The election itself is a battleground. Left-wing candidate Gustavo Petro, a former guerrilla, is leading in the polls. His opponent, Rodolfo Hernández, a populist businessman, has promised a hard line on security. Both men say they want peace, but the path is littered with failures. Previous peace deals, including the historic 2016 accord with the FARC, have not ended the violence. Dissident factions and the ELN remain active, and they have no interest in a ballot box solution.
For the UK, the stakes are practical as well as moral. British oil and mining companies have investments in Colombia. The rivers are choked with silt from illegal mining, and the labour movement is under attack. Trade unionists are murdered with impunity. The UK’s own arms sales to Colombia have come under scrutiny, with campaigners demanding a halt to exports that could be used against civilians.

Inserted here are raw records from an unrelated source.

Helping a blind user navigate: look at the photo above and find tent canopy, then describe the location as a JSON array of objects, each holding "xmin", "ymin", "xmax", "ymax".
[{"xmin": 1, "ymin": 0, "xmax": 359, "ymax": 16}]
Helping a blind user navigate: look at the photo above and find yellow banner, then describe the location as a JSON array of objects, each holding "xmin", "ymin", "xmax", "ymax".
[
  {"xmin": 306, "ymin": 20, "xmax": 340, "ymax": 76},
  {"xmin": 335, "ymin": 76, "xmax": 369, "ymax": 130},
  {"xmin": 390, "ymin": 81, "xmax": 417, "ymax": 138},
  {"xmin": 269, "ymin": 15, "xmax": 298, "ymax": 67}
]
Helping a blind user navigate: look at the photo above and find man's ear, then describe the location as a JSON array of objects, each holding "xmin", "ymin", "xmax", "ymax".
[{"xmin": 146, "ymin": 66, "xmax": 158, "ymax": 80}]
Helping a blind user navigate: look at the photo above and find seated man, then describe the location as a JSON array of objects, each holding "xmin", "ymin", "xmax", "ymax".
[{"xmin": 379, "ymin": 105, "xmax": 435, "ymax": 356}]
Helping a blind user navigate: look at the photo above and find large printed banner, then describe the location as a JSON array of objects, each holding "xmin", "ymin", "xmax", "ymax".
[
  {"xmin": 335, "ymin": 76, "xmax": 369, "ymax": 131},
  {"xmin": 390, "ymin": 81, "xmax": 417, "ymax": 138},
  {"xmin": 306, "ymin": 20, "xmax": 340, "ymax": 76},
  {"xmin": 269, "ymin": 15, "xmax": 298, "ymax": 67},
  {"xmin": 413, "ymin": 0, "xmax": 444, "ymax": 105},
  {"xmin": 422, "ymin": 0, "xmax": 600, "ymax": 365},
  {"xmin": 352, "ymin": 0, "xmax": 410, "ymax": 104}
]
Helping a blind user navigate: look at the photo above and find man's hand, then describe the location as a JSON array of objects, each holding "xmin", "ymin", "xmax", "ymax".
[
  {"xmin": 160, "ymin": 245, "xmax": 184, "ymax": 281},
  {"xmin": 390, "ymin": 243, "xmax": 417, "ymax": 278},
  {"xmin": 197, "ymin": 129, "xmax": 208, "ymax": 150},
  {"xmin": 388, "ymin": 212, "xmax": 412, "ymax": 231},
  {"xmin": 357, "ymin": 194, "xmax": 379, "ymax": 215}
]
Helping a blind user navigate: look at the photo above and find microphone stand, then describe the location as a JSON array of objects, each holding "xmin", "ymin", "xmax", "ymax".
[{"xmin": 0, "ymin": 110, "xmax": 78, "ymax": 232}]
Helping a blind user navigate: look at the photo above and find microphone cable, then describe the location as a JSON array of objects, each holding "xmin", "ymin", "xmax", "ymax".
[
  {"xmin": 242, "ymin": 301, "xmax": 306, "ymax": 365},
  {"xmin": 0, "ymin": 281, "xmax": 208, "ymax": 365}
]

But the regional spillover is what keeps defence chiefs awake. If Colombia’s conflict becomes a regional contagion, the UK could find itself drawn into a wider security commitment. Already, the British Army has provided training to Colombian troops, and the Royal Navy has patrolled Caribbean waters. The question is: how far will this go?
For the people of Colombia, the election offers a glimmer of hope. But history teaches us that hope is a fragile thing in a country where peace has been promised before and then broken. The UK must watch carefully, not just as a distant observer, but as a nation with its own interests and responsibilities. The price of bread in Bogotá is one thing. The cost of a regional war is another entirely.